I'm trying to use this from within jupyter lab. I specify that dependency with the interop.load.ivy command using the following identifiers:
org="mrpowers" name="spark-daria" rev="0.37.0-s_2.12"

... and it is trying to download from the following repository:
https://mvnrepository.com/artifact/mrpowers/spark-daria/0.37.0-s_2.12

... but I get an error. The error is a bit obscure.
java.lang.Exception: Failed to resolve ivy dependencies:Error downloading mrpowers:spark-daria:0.37.0-s_2.12
not found: C:\Users\dbeavon.ivy2\local\mrpowers\spark-daria\0.37.0-s_2.12\ivys\ivy.xml

For now I think I'll just try to download the jar itself and explicitly load it from a local directory. That may work better than relying on ivy/maven. I'll let you know if it doesn't work.

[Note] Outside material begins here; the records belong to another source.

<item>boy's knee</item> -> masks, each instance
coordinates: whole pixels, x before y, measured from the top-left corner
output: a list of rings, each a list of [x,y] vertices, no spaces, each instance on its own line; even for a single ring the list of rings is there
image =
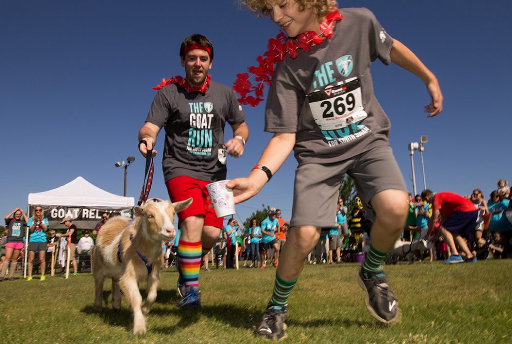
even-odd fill
[[[394,191],[398,191],[395,190]],[[404,197],[401,197],[401,193]],[[392,194],[389,193],[390,195]],[[386,196],[384,195],[383,196]],[[402,229],[409,212],[409,204],[404,192],[393,192],[392,197],[380,197],[372,201],[378,220],[386,225]]]
[[[309,252],[318,241],[319,234],[316,227],[312,226],[303,226],[294,228],[294,233],[292,235],[290,232],[291,240],[290,238],[288,240],[293,245],[295,249],[300,251]]]

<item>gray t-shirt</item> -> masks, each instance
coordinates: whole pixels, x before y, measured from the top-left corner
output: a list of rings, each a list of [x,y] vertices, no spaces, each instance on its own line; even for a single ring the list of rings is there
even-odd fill
[[[373,94],[370,66],[389,64],[393,39],[366,8],[340,10],[332,39],[279,62],[266,131],[295,132],[299,164],[342,161],[389,144],[389,119]]]
[[[226,179],[224,127],[245,120],[233,91],[215,81],[204,95],[188,94],[175,84],[161,89],[146,122],[165,127],[165,181],[183,175],[207,181]]]

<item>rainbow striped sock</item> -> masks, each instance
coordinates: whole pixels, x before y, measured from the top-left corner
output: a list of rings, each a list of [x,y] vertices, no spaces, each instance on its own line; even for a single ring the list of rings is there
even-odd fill
[[[282,309],[288,305],[288,298],[291,293],[298,279],[294,281],[286,282],[283,281],[275,273],[275,284],[274,285],[274,291],[272,294],[272,298],[268,303],[268,308],[276,308]]]
[[[187,242],[180,240],[178,244],[178,257],[185,286],[199,287],[202,257],[201,241]]]

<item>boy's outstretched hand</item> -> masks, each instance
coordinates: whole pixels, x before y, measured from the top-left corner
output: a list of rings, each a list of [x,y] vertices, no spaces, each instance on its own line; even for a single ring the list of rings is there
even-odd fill
[[[430,95],[432,101],[425,106],[425,112],[429,114],[427,117],[433,117],[439,114],[443,110],[443,95],[437,81],[428,84],[426,89]]]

Just a quick follow-up. I got the jar to work by just downloading it manually.

Given that jupyter lab wasn't able to download that dependency, I also tested from intellij/sbt and it gives the a similar error message, like so:

[error] (update) sbt.librarymanagement.ResolveException: Error downloading mrpowers:spark-daria:0.37.1-s_2.12
[error] Not found
[error] Not found
[error] not found: C:\Users\dbeavon.ivy2\local\mrpowers\spark-daria\0.37.1-s_2.12\ivys\ivy.xml
[error] not found: https://repo1.maven.org/maven2/mrpowers/spark-daria/0.37.1-s_2.12/spark-daria-0.37.1-s_2.12.pom
[error] (ssExtractDependencies) sbt.librarymanagement.ResolveException: Error downloading mrpowers:spark-daria:0.37.1-s_2.12

Created a Spark 3 branch: #135

Going to make a major 1.0 release once the project is officially switched over to Spark 3.

The project will stop supporting Spark 2 with new features, but the old JAR files will still be available for anyone that's still on Spark 2.

Let me know if you have any feedback / comments on the plan!